Although none are scheduled, airport prepares for international flights

Published: Friday, February 16, 2018 By: Brian Brus Source: The Journal Record

One of the gates being planned at Will Rogers World Airport will be bigger than others have been so far in Oklahoma City, Director Mark Kranenburg said Thursday.

The reason – being able to receive international flights – likely won’t be realized for several years, he told members of the Oklahoma City Convention and Visitors Commission, but it’s better to have a long-range vision than to miss opportunities for reacting too late.

In 2015, the Oklahoma City Airport Trust announced plans to expand the airport terminal to include an updated, streamlined security checkpoint, public observation gallery, and increased shopping and dining amenities. The $86 million project is being driven by the need for more capacity – the airport recorded a record number of travelers in 2017, and projections suggest the numbers will keep growing with Oklahoma City’s population.

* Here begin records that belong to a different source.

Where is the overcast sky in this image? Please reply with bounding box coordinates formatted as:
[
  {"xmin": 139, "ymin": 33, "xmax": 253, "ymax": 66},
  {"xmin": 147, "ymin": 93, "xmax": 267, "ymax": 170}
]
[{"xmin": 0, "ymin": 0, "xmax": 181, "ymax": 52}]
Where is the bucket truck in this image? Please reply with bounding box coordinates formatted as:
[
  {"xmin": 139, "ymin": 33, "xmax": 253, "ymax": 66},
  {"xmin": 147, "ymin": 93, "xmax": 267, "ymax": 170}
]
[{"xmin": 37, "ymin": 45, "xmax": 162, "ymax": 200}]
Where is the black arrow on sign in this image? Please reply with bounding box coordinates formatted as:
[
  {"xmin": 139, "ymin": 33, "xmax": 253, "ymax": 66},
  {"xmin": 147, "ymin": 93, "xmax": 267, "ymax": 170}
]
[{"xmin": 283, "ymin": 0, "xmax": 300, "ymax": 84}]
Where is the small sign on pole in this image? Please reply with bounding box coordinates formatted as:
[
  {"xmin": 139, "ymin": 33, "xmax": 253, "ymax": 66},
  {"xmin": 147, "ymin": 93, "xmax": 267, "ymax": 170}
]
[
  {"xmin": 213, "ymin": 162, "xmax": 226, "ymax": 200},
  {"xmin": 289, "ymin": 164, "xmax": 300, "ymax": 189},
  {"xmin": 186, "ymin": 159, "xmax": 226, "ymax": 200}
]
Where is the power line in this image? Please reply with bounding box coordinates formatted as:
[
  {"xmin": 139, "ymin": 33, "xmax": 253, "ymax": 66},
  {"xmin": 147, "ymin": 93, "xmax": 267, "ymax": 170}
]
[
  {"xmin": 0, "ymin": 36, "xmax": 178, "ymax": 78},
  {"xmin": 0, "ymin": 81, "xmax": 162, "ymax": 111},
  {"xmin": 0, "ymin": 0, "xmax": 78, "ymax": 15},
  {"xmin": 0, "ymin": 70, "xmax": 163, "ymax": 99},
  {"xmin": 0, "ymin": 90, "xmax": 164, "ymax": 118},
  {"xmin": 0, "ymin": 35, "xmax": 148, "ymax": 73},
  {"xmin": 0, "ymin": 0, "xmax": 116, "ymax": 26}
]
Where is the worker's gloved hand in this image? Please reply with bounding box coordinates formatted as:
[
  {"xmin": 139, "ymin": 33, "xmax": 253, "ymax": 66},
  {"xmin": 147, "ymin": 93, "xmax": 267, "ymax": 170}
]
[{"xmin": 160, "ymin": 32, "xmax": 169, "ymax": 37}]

The expansion initially included four new gates with room set aside for six more as needed. Oklahoma-based architectural and engineering firm Frankfurt-Short-Bruza Associates won the contract and partnered with the Hellmuth Obata & Kassabaum firm, which has worked on more than 350 major aviation terminal projects around the world.

Even if Will Rogers doesn’t start receiving international flights of its own soon, Kranenburg said, it still must be able to handle diversions for medical, mechanical and weather emergencies. And those flights tend to be wide-bodied aircraft. And due to new federal laws about how long passengers can be held waiting on planes, they need somewhere comfortable to disembark, possibly for hours at a time. If those passengers are from out of the country, they must be kept segregated from domestic traffic.

“But we also want to position ourselves to one day be able to handle international arrivals of our own … even if it is many years down the road,” he said, adding that space will be needed for Customs and additional security.

Kranenburg said airport officials are still working on estimated costs with the engineer – he cited a figure of $89 million. Bids will go out before the end of the year, timed to avoid construction staffing conflicts with other major projects in the city, he said.

In the meantime, the airport’s cargo building has already been demolished to make room for expansion on the east. The center of the terminal, marked by its primary elevator bank, will shift in that direction, giving the airport a slightly unbalanced look until that work is completed, he said.